If he runs, he'll start his official campaign as the favourite to win the nomination. He has the backing of the local PQ executive, which invited him to run even though he lives outside the riding and Pequistes there have opposed parachute candidacies in the past. His supporters are reported to have recruited the most members to vote at the nomination convention to be held March 4.

And Mercier Pequistes aren't the kind to defer to the party's provincial leadership in such matters; in 1994, the Mercier association rejected party leader Jacques Parizeau's preference for the nomination, choosing Perreault instead.

Whoever wins the PQ nomination there stands an excellent chance of winning the election in a riding that has voted PQ since 1976. In the last election, the PQ's Robert Perreault held the seat with a majority of more than 8,500, nearly doubling the votes of the Liberal runner-up.

Michaud is best known to Quebecers as "the Robin Hood of the banks," a crusader for the rights of bank shareholders (although his armour was slightly tarnished when it was revealed that one of the financial backers of his campaign was a financial institution that competes with the banks).

But at the last two PQ conventions, Michaud stood out as an impassioned advocate of banning languages other than French from commercial signs and extending to the CEGEPs the restrictions on admission to English elementary and secondary schools.

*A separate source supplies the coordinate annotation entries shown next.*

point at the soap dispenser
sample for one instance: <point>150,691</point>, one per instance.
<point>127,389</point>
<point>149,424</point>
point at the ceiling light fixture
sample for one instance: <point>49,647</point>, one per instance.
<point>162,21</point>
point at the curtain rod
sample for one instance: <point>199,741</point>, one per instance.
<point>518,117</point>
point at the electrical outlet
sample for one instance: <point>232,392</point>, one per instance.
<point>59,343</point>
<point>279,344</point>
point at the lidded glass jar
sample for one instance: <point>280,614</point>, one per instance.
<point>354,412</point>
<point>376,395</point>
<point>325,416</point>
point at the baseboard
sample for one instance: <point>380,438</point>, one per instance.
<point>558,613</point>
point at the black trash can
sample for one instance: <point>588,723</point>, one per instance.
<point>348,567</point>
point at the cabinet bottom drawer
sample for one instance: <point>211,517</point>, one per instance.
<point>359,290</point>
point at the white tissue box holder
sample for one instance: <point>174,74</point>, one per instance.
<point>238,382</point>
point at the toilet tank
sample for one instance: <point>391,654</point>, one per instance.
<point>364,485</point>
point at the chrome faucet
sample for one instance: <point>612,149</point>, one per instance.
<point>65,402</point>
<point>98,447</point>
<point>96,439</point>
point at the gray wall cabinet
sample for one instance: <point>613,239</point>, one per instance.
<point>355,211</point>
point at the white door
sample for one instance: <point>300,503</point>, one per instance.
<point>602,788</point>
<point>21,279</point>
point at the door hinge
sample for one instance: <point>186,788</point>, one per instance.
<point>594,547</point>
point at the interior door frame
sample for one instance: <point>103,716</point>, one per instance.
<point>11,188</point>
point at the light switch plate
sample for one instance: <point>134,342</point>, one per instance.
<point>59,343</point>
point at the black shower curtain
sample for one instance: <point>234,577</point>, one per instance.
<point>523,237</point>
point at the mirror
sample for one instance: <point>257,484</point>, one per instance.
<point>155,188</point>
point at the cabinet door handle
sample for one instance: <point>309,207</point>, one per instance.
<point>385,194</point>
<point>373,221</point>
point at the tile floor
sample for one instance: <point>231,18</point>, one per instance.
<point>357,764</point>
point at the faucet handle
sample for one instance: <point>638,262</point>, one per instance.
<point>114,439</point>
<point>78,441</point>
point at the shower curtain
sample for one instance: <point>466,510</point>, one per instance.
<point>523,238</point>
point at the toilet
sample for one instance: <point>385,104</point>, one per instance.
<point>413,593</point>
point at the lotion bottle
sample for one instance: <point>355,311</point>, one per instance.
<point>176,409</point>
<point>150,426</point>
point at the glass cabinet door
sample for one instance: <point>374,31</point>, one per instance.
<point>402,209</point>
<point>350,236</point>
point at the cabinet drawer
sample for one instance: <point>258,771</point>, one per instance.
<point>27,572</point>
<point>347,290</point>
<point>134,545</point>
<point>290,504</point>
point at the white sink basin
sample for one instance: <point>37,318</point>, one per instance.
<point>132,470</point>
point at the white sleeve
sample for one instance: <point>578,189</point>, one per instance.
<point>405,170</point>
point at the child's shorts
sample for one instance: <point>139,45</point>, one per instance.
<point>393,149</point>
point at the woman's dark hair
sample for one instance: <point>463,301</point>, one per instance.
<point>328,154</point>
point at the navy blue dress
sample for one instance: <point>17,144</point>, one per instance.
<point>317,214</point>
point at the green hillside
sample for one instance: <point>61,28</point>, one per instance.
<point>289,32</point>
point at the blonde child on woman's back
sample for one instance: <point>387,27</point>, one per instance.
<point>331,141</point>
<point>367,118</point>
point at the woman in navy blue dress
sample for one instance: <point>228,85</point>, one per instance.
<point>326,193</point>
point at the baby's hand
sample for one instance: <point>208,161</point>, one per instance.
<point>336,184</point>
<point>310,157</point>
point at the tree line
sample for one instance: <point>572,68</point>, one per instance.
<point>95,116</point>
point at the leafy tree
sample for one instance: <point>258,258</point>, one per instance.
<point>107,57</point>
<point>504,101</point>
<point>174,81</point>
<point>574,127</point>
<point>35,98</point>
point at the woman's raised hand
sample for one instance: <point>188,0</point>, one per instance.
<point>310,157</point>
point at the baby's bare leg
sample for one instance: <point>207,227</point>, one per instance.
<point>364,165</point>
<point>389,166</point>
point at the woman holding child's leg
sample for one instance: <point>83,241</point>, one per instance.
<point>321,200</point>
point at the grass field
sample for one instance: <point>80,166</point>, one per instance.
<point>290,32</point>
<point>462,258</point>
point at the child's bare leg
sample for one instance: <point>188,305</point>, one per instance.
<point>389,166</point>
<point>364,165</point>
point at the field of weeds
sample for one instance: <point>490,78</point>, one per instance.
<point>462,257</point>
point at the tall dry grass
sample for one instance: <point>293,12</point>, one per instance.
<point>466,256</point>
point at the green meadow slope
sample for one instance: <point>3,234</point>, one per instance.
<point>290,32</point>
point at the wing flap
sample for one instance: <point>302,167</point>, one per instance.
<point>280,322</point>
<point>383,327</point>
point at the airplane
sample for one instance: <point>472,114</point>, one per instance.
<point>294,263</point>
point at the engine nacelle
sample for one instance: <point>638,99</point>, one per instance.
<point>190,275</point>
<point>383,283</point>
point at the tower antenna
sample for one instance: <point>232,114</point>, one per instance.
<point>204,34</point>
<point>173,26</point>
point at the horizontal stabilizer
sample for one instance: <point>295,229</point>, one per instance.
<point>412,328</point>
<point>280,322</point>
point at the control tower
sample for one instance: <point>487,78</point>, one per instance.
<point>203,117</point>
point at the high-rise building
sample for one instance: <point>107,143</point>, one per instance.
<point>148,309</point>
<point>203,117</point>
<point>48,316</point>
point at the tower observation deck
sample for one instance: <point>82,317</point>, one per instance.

And although Bouchard's defence of the status quo prevailed on both occasions, Michaud has not been silenced. Last August, three months after the latest PQ convention, he was among nine people who signed an open letter in Le Devoir criticizing the Bouchard government for being afraid to defend French. (The letter was also signed by Andre Reny, who happens to be president of the PQ association in Mercier.) Michaud used the word "faintheartedness" in an interview to describe the government's inaction.

Tomorrow, he is to present a brief on the integration of immigrants to the Larose commission on language. The commission's report on the estates-general consultation to the government is due by May 31. By that time, Michaud could be the new PQ MNA for Mercier. The minister responsible for the French Language Charter, Louise Beaudoin, has said she intends to introduce legislation in the fall based on the commission's report.

Bouchard would have to keep an eye out for Michaud both in the Assembly and in the PQ caucus during a language debate. Michaud can speak passionately on the subject. And he is especially dangerous because if he goes into active politics at age 70, it will be in pursuit of a cause, not a career as a cabinet minister, which will make him less susceptible to pressure to knuckle under to the boss.

Actually, Michaud would be pursuing not one cause but two, the other being Quebec sovereignty. This is what makes him doubly attractive to Mercier Pequistes - and potentially doubly troublesome to Bouchard, who is already facing criticism from some party members because he doesn't appear to be doing anything to bring the PQ closer to its main objective.

And Michaud has already shown himself to be willing to break with the party line in the Assembly, where he served one term in the late 1960s. It was over the language issue that he left the Liberals to advocate a harder line as an independent. At that time, the issue was a piece of legislation called Bill 63, which recognized freedom of choice in the language of schooling. Michaud was against it, just as he now is against freedom of choice at the CEGEP level.